Als Giscard d’Estaing, der andere Präsident, der an seiner Wiederwahl gescheitert war, 1981 zu Fuß den Elysée-Palast verließ, wurde er von den Neugierigen auf der Rue du Faubourg Saint-Honoré ausgebuht. Für Nicolas Sarkozy gab es Beifall - die republikanische Würde wurde beim Zeremoniell der Machtübergabe und bei der Amtseinführung des neuen Präsidenten durchweg gewahrt. Viel Zeit, den Moment zu genießen, blieb François Hollande nicht: Den Abend wollte er in Berlin mit Bundeskanzlerin Merkel verbringen, die nächsten Tage wird er in Amerika mit Fragen der Weltwirtschaft und der Militärstrategie konfrontiert werden - ein Schnellkurs über die Probleme der Welt für einen Politiker, der noch nie ein Regierungsamt innehatte.
Eine wichtige innenpolitische Entscheidung hat der neue Präsident schon gefällt. Premierminister wird Jean-Marc Ayrault, der langjährige Fraktionschef der Sozialisten in der Nationalversammlung. Auch im fehlt Regierungserfahrung; aber die intime Kenntnis des parlamentarischen Betriebs macht den „Ersten Minister“, der im Gegensatz zum Staatsoberhaupt von der Zustimmung der Nationalversammlung abhängig ist, zum Verbindungsmann des Präsidenten in die Reihen jener Abgeordneten, die im Juni gewählt werden. Für das deutsch-französische Verhältnis ist die Ernennung des ehemaligen Deutschlehrers Ayrault, der wie Hollande dem sozialdemokratischen Flügel der Partei zugerechnet wird, ein gutes Omen. Der Chef der CDU/CSU-Fraktion Kauder kann sich freuen: In Paris spricht man nun deutsch.

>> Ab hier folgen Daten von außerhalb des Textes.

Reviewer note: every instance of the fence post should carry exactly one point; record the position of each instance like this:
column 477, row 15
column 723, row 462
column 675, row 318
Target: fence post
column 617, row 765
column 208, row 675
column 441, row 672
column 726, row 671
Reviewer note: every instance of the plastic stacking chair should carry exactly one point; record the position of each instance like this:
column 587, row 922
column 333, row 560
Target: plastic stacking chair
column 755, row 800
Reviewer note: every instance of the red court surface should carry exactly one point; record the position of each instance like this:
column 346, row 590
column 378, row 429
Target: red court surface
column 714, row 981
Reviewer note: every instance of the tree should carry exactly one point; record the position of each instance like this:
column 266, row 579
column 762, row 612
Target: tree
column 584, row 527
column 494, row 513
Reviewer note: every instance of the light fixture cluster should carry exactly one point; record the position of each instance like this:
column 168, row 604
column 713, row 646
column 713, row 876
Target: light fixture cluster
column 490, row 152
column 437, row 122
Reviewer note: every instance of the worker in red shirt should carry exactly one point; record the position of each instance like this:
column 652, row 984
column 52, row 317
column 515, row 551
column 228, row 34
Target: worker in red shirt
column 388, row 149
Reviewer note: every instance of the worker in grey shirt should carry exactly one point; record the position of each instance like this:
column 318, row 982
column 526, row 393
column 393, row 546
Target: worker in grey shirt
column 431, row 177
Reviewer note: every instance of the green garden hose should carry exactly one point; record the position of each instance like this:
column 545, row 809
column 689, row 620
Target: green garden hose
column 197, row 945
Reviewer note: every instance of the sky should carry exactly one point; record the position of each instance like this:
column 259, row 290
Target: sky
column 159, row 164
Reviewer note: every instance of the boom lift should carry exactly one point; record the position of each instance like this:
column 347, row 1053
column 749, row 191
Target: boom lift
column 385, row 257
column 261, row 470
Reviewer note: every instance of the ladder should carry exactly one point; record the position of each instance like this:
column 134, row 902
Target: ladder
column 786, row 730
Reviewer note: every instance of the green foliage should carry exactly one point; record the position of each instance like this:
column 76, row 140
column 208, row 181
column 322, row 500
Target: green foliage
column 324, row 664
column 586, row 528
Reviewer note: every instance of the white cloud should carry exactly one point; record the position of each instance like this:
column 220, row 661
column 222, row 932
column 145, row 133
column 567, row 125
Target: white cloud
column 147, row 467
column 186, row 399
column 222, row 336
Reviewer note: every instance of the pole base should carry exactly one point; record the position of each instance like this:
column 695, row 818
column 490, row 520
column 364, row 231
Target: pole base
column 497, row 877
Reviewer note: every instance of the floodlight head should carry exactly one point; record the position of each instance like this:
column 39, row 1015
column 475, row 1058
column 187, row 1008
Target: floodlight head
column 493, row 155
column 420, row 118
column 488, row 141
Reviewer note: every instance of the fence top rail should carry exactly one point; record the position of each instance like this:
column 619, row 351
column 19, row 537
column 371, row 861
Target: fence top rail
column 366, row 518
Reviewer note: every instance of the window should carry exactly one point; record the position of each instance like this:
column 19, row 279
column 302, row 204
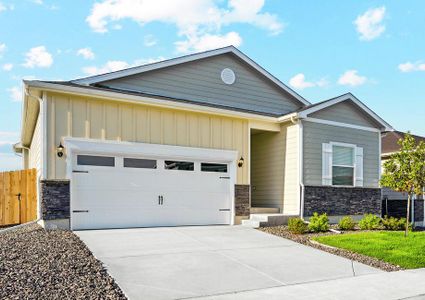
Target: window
column 179, row 165
column 343, row 165
column 139, row 163
column 211, row 167
column 91, row 160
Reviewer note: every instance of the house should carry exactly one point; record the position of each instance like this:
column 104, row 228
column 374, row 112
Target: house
column 394, row 203
column 200, row 139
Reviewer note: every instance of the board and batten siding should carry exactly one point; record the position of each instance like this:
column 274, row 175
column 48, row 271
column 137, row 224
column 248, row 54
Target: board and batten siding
column 73, row 116
column 200, row 81
column 314, row 134
column 275, row 169
column 34, row 153
column 345, row 112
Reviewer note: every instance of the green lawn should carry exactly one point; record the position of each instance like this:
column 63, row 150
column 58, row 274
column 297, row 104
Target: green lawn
column 389, row 246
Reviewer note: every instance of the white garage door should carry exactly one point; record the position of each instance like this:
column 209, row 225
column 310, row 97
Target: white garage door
column 120, row 191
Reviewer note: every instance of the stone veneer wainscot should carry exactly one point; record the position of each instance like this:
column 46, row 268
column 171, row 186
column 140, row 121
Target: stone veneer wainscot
column 340, row 201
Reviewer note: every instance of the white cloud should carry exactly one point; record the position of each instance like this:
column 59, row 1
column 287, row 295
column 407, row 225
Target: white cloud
column 198, row 21
column 351, row 78
column 410, row 67
column 116, row 65
column 369, row 25
column 10, row 161
column 149, row 40
column 15, row 93
column 2, row 49
column 110, row 66
column 38, row 57
column 7, row 67
column 87, row 53
column 298, row 81
column 208, row 41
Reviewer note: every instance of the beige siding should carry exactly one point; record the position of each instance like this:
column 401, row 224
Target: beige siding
column 98, row 119
column 275, row 169
column 200, row 81
column 345, row 112
column 315, row 134
column 291, row 196
column 34, row 153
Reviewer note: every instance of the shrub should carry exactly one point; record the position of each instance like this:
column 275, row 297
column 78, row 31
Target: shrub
column 370, row 222
column 297, row 226
column 346, row 223
column 392, row 223
column 319, row 223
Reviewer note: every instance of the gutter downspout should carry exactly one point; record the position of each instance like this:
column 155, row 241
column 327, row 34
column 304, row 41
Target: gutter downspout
column 43, row 174
column 301, row 161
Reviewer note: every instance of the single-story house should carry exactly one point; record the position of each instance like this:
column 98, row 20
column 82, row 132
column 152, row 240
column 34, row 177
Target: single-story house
column 395, row 203
column 201, row 139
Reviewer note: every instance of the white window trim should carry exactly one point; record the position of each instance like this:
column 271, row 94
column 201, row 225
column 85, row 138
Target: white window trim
column 346, row 166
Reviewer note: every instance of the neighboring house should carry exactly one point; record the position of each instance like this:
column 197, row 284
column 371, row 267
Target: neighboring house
column 200, row 139
column 395, row 203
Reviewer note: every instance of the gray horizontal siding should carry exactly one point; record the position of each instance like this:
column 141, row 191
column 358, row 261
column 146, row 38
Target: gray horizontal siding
column 315, row 134
column 345, row 112
column 200, row 81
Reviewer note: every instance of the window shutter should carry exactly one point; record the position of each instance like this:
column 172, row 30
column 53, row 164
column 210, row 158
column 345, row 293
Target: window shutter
column 359, row 166
column 326, row 164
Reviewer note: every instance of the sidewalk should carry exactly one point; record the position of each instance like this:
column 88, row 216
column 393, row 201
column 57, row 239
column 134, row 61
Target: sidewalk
column 408, row 284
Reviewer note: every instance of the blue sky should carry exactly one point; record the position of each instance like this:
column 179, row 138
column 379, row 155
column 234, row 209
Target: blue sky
column 374, row 49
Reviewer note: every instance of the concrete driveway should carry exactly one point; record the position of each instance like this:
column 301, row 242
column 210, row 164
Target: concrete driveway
column 190, row 262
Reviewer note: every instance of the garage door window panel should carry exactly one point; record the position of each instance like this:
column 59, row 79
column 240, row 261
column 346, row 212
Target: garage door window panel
column 139, row 163
column 214, row 167
column 92, row 160
column 179, row 165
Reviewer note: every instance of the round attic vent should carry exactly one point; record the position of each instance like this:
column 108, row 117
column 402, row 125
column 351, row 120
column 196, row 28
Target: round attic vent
column 228, row 76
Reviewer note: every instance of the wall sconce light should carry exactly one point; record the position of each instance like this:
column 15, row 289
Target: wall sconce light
column 60, row 149
column 240, row 162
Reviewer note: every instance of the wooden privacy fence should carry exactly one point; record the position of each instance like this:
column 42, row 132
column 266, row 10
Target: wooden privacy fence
column 18, row 197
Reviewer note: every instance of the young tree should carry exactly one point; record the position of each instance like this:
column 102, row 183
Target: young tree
column 405, row 171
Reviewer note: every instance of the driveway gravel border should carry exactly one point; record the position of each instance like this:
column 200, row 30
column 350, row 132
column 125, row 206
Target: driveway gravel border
column 51, row 264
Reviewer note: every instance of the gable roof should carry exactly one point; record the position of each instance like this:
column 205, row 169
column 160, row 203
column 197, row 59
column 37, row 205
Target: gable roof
column 97, row 79
column 390, row 141
column 305, row 111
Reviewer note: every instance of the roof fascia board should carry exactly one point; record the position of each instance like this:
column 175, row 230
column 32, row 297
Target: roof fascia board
column 45, row 86
column 189, row 58
column 385, row 125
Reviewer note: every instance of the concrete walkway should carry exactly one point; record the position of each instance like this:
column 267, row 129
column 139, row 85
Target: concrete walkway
column 225, row 261
column 386, row 286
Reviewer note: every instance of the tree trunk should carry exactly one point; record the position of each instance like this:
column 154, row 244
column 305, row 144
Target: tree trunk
column 407, row 214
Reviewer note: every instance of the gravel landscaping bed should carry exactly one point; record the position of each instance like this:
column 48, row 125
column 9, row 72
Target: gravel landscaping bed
column 305, row 239
column 51, row 264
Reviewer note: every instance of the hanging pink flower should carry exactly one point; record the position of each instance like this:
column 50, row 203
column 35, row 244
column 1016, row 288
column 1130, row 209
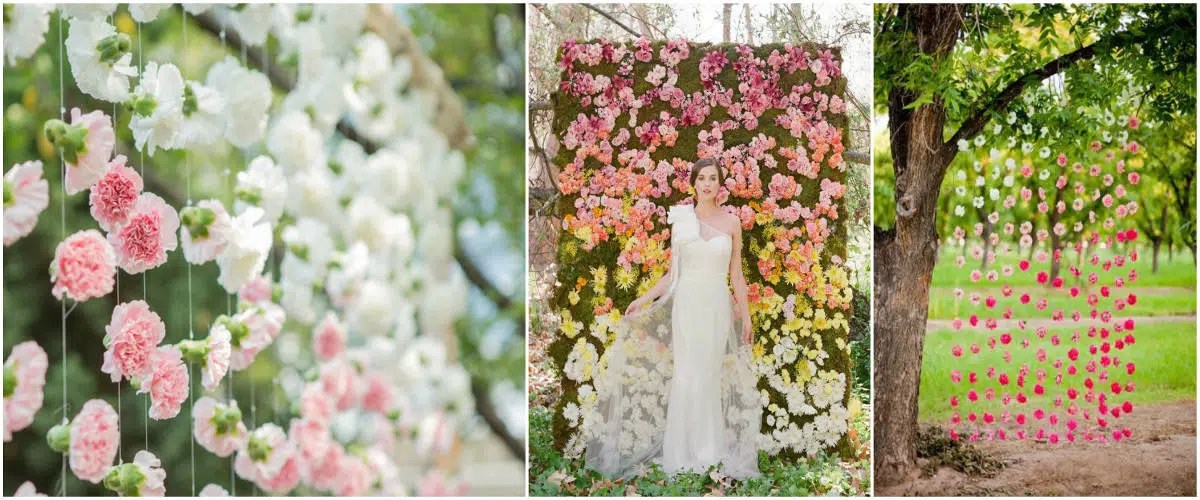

Ob das auch in der Sache weiterhilft, wird man bald sehen. Der europäische Fiskalpakt wird von der französischen Linken immer noch als „Diktat Merkels“ angesehen. Vielleicht lesen nun einige Politiker in Paris diese Vereinbarung. Sie werden merken, dass dies kein teuflisches Marterwerkzeug ist, sondern eine Bekräftigung des ursprünglichen Stabilitätspaktes. Inzwischen haben die deutschen Sozialdemokraten, deren Stimmen zur Ratifizierung im Bundestag nötig sind, Hollande Schützenhilfe für seine Forderung nach einem zusätzlichen Wachstumspakt gegeben. Alle zusammen werden einen Kompromiss schon deshalb finden müssen, weil sie wissen, dass ein Tauziehen zwischen Berlin und Paris die Eurozone an den Rand des Abgrunds bringen würde.